Se enzarzaron en un polémico debate sobre la inminente movilización obrera, una huelga general y revolucionaria que habría de estallar en los próximos meses si el Gobierno no solucionaba antes la crisis social e institucional que vivía la nación. Discutieron sobre la proximidad a la que se iban acercando ambos sindicatos —CNT y UGT—, de las ilegalizadas Juntas de Defensa —movimiento sindical militar, que al margen de defender los intereses de los oficiales del Ejército pretendía intervenir en la política—, y finalmente terminaron hablando de la Guerra de Marruecos, de la que se libraba en Europa y, por supuesto, de la repercusión de ambas en la economía española.

Después de los cafés, Fernández-Luna pidió unas copas de brandy. Para entonces, los ánimos se habían templado bastante.

—¿Has avisado de nuestra llegada al director de la prisión? —preguntó el madrileño, saboreando el aguardiente.

—Lo he telefoneado a primera hora de la mañana, desde Jefatura. Esto me recuerda que el señor Riquelme desea entrevistarse contigo en la mayor brevedad posible, sin demora.

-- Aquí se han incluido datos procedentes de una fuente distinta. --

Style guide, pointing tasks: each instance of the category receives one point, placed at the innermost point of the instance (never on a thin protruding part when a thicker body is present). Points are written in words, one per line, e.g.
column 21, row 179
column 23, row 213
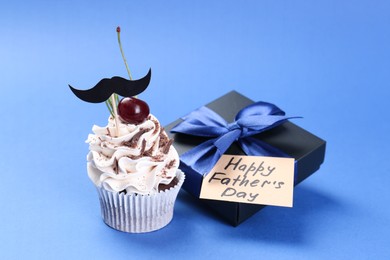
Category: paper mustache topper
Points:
column 106, row 87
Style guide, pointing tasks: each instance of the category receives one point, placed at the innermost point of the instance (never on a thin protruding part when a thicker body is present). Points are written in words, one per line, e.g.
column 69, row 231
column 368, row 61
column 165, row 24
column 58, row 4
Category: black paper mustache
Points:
column 106, row 87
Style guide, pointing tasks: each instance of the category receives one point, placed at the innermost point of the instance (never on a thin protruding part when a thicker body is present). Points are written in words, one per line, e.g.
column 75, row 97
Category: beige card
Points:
column 251, row 179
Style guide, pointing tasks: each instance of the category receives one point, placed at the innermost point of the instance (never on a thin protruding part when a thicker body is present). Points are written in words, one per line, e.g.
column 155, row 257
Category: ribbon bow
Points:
column 253, row 119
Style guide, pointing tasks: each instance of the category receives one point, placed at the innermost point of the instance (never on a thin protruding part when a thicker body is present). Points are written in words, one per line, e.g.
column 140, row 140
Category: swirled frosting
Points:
column 137, row 160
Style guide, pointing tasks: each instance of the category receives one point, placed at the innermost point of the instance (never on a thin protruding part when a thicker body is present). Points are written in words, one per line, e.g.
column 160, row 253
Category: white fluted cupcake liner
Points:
column 136, row 213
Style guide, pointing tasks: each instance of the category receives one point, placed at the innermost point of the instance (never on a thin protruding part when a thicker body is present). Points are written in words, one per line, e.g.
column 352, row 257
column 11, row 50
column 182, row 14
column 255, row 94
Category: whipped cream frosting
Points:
column 136, row 160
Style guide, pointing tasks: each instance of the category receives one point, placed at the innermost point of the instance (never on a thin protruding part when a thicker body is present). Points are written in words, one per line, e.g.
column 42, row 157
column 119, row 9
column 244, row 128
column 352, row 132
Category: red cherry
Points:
column 133, row 110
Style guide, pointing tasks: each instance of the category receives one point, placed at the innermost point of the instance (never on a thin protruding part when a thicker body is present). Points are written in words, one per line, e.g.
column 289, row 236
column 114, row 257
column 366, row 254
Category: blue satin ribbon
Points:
column 253, row 119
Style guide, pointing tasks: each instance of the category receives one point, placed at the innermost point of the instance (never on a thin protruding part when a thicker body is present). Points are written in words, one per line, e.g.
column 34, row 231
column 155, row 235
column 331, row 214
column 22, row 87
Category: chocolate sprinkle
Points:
column 173, row 183
column 167, row 146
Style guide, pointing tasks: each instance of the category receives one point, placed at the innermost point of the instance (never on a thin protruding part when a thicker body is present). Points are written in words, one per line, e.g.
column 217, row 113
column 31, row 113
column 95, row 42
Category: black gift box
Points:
column 307, row 149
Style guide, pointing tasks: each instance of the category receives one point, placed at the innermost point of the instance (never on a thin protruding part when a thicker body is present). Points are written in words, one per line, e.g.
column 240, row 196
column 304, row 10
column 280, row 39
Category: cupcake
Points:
column 136, row 174
column 131, row 161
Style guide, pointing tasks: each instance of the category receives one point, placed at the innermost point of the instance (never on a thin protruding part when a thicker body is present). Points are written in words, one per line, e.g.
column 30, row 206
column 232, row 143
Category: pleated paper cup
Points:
column 135, row 213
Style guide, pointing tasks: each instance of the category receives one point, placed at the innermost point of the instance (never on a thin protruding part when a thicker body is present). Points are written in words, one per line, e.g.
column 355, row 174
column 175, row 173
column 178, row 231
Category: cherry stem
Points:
column 115, row 113
column 118, row 31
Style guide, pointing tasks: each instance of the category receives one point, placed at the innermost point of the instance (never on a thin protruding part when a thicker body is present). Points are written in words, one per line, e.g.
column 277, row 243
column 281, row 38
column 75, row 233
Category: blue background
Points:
column 327, row 61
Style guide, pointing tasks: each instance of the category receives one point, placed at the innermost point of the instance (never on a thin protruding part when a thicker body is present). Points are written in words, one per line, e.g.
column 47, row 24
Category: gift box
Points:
column 307, row 149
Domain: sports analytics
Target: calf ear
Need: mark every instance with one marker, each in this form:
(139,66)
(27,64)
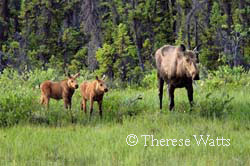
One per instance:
(103,77)
(76,75)
(182,47)
(197,48)
(69,75)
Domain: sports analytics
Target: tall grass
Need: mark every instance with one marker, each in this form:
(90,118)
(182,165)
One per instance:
(32,135)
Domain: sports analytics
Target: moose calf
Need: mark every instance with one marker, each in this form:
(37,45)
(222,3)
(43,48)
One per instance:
(93,91)
(176,66)
(59,90)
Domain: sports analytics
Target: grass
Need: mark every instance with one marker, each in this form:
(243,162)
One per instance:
(33,136)
(103,141)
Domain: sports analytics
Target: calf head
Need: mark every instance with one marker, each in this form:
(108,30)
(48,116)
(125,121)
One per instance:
(72,82)
(190,60)
(101,86)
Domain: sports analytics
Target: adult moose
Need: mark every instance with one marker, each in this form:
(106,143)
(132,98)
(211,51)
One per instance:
(59,90)
(93,91)
(177,67)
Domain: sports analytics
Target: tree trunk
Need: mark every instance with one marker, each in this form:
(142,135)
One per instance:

Es cierto que La Barrera le había aconsejado presentarse en el despacho del inspector general de Seguridad nada más llegar a Barcelona. Pero a Fernández-Luna le gustaba desenvolverse a su modo, incumplir las reglas de vez en cuando, tensar la cuerda al límite. Si estaba allí era por expreso deseo del gobernador civil de Madrid, quien pretendía echarles una mano a los catalanes a petición del conde de Güell. La Ciudad Condal, le gustase o no a sus superiores, no entraba dentro de su competencia. No podían obligarle a seguir una pauta de conducta idéntica a la que tendría que ejercer en la capital de España.

—Lo veré cuando crea conveniente —dijo con voz firme—. Una charla insustancial con el señor Riquelme podría interferir en la investigación, aunque te resulte extraño. Además, capaz lo creo de darme algún que otro consejo. Y eso es algo que no soporto.